The style of The Fellowship of the Ring is marked by Tolkien's extensive use of songs, poems, journals, letters, and other musical and textual elements. As a philologist, or a scholar of language in historical sources, Tolkien had a lifelong professional interest in ancient poetry and verse, particularly in Old Norse, Old English, and Middle English. Throughout the novel, characters often break out into song and recite poetry, and their songs and poems frequently reference the fictional history and mythology of Middle-Earth.
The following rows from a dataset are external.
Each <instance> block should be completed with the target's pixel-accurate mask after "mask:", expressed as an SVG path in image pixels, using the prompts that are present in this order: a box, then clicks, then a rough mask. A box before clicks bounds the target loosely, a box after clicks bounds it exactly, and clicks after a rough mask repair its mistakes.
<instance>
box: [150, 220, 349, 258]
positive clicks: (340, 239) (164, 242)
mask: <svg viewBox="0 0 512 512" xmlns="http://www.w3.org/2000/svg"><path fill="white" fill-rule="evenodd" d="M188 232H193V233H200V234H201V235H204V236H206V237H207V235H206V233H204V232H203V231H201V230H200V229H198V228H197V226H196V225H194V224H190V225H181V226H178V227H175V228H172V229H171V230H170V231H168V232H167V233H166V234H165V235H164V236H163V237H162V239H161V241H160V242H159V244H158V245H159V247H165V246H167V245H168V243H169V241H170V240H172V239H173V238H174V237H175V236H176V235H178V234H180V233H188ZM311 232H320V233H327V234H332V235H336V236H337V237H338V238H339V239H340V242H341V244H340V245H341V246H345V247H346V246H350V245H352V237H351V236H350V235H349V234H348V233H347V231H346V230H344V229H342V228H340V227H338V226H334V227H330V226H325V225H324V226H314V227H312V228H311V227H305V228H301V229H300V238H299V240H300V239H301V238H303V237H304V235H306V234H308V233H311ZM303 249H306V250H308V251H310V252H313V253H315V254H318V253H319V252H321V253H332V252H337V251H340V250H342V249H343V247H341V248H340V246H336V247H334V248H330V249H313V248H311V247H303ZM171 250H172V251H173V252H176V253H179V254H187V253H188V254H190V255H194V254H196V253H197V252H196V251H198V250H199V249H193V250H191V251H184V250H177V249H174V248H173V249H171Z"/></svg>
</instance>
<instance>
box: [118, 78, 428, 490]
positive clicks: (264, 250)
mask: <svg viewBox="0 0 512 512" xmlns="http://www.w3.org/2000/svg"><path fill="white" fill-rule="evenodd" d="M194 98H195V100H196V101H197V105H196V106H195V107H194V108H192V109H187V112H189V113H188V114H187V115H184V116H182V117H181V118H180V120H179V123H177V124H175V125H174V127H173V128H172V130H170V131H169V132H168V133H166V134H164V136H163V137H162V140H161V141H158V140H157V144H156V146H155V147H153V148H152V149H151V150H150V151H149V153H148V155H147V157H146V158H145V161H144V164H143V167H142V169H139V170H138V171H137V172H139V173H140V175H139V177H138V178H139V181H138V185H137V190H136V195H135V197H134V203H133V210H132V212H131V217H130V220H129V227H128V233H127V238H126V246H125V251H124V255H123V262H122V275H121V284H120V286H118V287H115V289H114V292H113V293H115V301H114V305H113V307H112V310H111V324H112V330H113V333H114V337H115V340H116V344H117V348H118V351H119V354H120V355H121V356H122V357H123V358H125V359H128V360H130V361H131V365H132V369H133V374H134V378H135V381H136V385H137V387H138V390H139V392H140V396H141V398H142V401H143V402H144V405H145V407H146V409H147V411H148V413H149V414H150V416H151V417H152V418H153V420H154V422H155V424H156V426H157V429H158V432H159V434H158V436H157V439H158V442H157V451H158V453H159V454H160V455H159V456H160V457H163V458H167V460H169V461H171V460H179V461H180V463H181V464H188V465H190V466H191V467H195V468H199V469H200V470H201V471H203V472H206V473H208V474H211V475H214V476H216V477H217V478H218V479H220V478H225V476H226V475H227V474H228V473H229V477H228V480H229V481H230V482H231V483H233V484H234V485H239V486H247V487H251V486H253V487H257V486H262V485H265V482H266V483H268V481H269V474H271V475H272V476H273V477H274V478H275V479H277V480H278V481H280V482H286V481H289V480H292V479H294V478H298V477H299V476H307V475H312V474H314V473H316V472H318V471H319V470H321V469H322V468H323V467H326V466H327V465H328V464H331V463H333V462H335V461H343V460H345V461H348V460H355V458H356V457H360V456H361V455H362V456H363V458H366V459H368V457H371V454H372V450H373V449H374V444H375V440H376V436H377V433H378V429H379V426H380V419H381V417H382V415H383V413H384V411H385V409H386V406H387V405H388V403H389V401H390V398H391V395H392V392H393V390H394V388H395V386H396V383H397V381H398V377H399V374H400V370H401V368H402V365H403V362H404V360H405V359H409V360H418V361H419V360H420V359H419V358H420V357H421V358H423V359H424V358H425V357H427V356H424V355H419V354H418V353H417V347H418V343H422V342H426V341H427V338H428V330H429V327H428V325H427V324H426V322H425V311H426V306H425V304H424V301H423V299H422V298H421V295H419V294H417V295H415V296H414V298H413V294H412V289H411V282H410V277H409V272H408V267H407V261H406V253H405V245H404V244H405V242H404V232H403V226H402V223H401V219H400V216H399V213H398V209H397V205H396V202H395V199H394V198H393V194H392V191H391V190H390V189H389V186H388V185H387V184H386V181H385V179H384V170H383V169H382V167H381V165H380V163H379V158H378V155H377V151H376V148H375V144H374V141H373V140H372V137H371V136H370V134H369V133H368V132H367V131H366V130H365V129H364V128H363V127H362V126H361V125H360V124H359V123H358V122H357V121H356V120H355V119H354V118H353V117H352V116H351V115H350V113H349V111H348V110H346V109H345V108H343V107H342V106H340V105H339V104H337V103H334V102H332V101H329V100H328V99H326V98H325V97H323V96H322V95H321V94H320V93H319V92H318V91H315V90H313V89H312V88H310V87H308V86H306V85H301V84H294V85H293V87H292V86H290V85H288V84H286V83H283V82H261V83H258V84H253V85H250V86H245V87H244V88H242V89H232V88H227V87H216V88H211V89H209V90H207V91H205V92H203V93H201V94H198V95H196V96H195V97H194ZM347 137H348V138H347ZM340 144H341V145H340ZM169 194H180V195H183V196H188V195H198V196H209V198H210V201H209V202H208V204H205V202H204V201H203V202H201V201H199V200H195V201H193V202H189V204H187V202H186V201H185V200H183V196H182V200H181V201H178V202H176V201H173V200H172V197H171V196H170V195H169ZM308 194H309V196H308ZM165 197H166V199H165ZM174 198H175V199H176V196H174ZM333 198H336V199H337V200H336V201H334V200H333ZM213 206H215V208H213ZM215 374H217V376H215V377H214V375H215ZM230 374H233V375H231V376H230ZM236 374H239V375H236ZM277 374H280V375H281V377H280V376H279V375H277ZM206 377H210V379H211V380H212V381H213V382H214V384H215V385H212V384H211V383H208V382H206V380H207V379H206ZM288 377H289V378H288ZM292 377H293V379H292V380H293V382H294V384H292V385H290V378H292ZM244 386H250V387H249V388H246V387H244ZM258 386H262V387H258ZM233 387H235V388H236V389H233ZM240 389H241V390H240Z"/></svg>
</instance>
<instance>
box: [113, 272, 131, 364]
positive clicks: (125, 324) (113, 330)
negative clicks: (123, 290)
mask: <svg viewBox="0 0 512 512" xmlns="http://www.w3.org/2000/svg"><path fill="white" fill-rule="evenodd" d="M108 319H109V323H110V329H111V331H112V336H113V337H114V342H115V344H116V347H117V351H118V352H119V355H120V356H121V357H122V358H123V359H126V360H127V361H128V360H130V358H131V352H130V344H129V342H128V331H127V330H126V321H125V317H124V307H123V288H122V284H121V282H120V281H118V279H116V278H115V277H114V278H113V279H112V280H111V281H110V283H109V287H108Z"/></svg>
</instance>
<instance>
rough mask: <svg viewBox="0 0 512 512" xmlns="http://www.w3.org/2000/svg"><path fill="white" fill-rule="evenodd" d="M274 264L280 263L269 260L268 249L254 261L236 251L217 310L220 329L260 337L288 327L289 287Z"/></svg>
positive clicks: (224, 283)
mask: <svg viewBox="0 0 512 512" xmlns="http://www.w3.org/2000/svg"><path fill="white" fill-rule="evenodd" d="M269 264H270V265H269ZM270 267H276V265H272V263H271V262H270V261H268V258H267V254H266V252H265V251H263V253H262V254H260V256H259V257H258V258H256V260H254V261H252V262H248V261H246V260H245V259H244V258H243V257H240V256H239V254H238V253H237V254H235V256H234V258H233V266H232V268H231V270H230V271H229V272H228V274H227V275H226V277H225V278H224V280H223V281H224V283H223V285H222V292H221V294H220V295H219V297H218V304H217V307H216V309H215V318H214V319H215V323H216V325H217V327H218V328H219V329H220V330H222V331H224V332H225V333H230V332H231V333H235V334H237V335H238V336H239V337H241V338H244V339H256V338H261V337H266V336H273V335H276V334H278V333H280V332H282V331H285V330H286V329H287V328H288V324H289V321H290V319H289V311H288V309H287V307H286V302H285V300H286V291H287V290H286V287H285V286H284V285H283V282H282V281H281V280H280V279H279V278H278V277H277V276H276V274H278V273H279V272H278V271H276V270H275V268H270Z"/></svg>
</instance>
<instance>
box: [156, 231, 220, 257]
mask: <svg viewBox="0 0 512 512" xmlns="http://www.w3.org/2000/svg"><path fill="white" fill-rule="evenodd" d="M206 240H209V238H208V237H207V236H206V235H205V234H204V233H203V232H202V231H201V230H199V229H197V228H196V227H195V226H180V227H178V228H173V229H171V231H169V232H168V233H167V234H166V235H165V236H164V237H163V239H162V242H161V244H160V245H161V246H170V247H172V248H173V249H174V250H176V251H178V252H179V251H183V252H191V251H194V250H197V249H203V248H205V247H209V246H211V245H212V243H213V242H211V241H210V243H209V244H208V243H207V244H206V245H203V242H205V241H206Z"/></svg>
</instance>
In a letter from Gandalf to Frodo, for example, which Frodo receives from Butterbur the innkeeper in Bree, Gandalf ends the letter with a poem:
All that is gold does not glitter,
Not all those who wander are lost;
The old that is strong does not wither,
Deep roots are not reached by the frost.
From the ashes a fire shall be woken,
A light from the shadows shall spring;
Renewed shall be blade that was broken,
The crownless again shall be king.
In these famous lines from the novel, Gandalf sends a cryptic message to Frodo that the hobbit, at first, struggles to understand. The lines, in fact, refer to Aragorn, whom Frodo knows as Strider, and they contribute to the reader's understanding of the vast, fictional history of Tolkien's setting. Just as "all that is gold does not glitter," so too is Strider a valiant and honorable man despite his haggard and intimidating appearance. Other lines in the poem suggest, indirectly, that Aragorn's noble bloodline will be restored and that he "shall be king." Similarly, a line describing a "broken blade" refers to Andúril, a weapon that Aragorn has inherited. Like many other poems and songs in the novel, then, this poem foreshadows later events and contributes to the impression of vast history and mythology in Middle-Earth.